Ein Tipp unter Einkäufern lautet: "Schweigen Sie nach der Preisnennung des Verkäufers. Schweigen verwirrt ihn, weil er nicht weiß, woran er ist." Dieser Strategie können Sie aber wirkungsvoll einen Riegel vorschieben.
Schweigt der Kunde, dann halten Sie sich nicht lange auf, sondern ergreifen die Initiative. Fragen Sie: "Was halten Sie von diesem für Sie sehr günstigen Angebot?" "Wie denken Sie über dieses günstige Preis-Leistungs-Verhältnis?" Stellen Sie keine Frage, wie: "Ist das ein guter Preis?", oder: "Dieser Preis ist doch in Ordnung, oder ….?", bzw. eine Frage, auf die er mit "Ja" oder "Nein" antworten kann.
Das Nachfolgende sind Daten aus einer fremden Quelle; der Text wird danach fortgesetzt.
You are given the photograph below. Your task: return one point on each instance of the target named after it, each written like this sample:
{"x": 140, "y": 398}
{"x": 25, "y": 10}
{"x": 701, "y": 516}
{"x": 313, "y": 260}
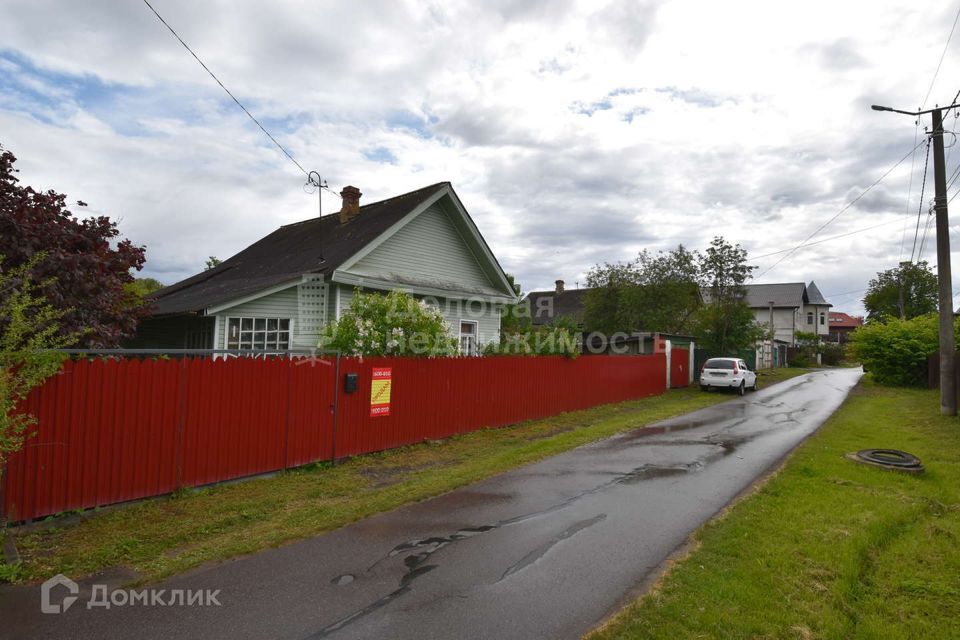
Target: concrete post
{"x": 667, "y": 348}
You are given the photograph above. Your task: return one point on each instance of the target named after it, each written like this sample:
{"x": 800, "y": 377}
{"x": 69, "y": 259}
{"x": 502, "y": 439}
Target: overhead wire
{"x": 913, "y": 159}
{"x": 830, "y": 239}
{"x": 840, "y": 212}
{"x": 233, "y": 97}
{"x": 923, "y": 185}
{"x": 940, "y": 62}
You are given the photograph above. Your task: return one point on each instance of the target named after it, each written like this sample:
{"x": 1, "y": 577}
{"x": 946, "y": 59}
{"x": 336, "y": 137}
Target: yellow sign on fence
{"x": 380, "y": 392}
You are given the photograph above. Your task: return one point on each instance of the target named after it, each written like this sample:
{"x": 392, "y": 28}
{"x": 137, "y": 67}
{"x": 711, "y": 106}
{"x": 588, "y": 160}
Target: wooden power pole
{"x": 948, "y": 384}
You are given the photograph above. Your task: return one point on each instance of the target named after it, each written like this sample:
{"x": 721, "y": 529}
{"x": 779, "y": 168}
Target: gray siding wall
{"x": 785, "y": 321}
{"x": 428, "y": 248}
{"x": 486, "y": 315}
{"x": 282, "y": 304}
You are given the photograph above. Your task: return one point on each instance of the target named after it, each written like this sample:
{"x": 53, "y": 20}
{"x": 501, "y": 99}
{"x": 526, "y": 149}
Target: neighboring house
{"x": 842, "y": 325}
{"x": 546, "y": 306}
{"x": 560, "y": 302}
{"x": 790, "y": 307}
{"x": 278, "y": 293}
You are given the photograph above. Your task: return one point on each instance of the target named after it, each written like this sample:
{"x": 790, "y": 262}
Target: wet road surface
{"x": 544, "y": 551}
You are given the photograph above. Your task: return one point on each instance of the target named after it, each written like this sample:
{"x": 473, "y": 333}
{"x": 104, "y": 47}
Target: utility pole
{"x": 948, "y": 383}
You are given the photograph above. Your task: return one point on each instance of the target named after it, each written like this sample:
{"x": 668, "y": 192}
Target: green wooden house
{"x": 277, "y": 294}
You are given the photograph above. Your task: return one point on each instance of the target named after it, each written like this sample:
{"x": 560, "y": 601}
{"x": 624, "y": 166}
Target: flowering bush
{"x": 391, "y": 324}
{"x": 896, "y": 351}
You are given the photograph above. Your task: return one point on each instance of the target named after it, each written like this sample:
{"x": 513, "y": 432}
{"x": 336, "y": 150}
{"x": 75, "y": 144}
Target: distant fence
{"x": 121, "y": 429}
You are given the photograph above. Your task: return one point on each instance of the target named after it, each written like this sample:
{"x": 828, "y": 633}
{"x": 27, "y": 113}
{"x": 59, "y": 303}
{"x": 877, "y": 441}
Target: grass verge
{"x": 828, "y": 548}
{"x": 158, "y": 538}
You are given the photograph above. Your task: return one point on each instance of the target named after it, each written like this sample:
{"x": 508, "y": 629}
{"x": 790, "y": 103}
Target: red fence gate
{"x": 115, "y": 430}
{"x": 679, "y": 368}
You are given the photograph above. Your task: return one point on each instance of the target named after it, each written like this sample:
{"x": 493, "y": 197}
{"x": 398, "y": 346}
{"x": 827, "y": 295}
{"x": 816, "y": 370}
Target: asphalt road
{"x": 545, "y": 551}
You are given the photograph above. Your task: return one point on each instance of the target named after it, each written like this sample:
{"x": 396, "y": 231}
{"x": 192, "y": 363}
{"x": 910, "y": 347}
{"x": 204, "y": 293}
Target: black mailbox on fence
{"x": 350, "y": 382}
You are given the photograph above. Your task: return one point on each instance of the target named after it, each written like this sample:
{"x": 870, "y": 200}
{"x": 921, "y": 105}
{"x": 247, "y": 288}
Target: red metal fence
{"x": 115, "y": 430}
{"x": 679, "y": 368}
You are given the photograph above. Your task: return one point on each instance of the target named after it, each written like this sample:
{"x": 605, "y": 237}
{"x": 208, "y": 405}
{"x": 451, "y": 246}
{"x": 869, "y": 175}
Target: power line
{"x": 923, "y": 185}
{"x": 222, "y": 86}
{"x": 913, "y": 159}
{"x": 839, "y": 213}
{"x": 831, "y": 238}
{"x": 926, "y": 228}
{"x": 942, "y": 55}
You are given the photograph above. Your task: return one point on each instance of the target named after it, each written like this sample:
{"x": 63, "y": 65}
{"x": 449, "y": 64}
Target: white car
{"x": 732, "y": 373}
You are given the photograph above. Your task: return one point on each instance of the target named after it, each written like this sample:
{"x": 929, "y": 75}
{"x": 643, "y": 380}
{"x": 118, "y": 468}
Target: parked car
{"x": 727, "y": 373}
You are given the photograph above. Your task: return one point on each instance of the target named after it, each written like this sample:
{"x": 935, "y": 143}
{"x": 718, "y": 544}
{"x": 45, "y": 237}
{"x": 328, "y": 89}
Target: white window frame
{"x": 273, "y": 348}
{"x": 475, "y": 335}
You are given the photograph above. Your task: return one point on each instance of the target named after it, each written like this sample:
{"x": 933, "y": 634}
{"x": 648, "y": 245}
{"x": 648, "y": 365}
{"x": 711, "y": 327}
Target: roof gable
{"x": 430, "y": 249}
{"x": 319, "y": 245}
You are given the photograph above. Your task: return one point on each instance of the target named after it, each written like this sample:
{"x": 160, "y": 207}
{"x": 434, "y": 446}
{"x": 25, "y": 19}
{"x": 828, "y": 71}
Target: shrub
{"x": 832, "y": 354}
{"x": 801, "y": 360}
{"x": 391, "y": 324}
{"x": 896, "y": 351}
{"x": 30, "y": 328}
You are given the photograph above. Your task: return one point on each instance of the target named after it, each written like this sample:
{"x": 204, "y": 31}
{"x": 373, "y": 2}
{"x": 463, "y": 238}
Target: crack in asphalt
{"x": 421, "y": 550}
{"x": 429, "y": 546}
{"x": 542, "y": 550}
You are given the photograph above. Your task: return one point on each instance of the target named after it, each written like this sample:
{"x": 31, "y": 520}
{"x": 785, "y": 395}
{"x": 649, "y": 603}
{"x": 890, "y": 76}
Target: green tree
{"x": 895, "y": 352}
{"x": 140, "y": 288}
{"x": 727, "y": 324}
{"x": 87, "y": 265}
{"x": 31, "y": 327}
{"x": 391, "y": 324}
{"x": 904, "y": 292}
{"x": 654, "y": 292}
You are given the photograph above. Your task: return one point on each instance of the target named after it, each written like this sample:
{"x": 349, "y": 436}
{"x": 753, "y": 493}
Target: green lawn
{"x": 161, "y": 537}
{"x": 828, "y": 548}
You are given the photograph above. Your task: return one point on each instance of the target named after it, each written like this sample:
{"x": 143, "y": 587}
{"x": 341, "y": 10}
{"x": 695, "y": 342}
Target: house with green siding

Verbinden Sie diese Frage immer mit der Assoziation des in Aussicht gestellten Vorteils.
Und wenn der Kunde immer noch schweigt?
Dann begeben Sie sich von der Sach- auf die Gefühlsebene und schildern Ihrem Gesprächspartner Ihre Gefühle, wie: "Herr Kunde, ich weiß jetzt nicht mehr weiter/bin ein wenig verwirrt, weil Sie sich zu meinem Angebot nicht äußern", und schweigen ebenfalls.
In diesem Falle machen Sie ihn "zum Vater der Situation" und der Druck auf ihn wächst, sich äußern zu müssen. Seien Sie in dieser Situation offen und ehrlich, denn genauso, wie Sie sich unwohl fühlen, kann es auch ihrem Kunden gehen. Die besten Gespräche werden geführt, wenn die Beziehungsebene stimmt.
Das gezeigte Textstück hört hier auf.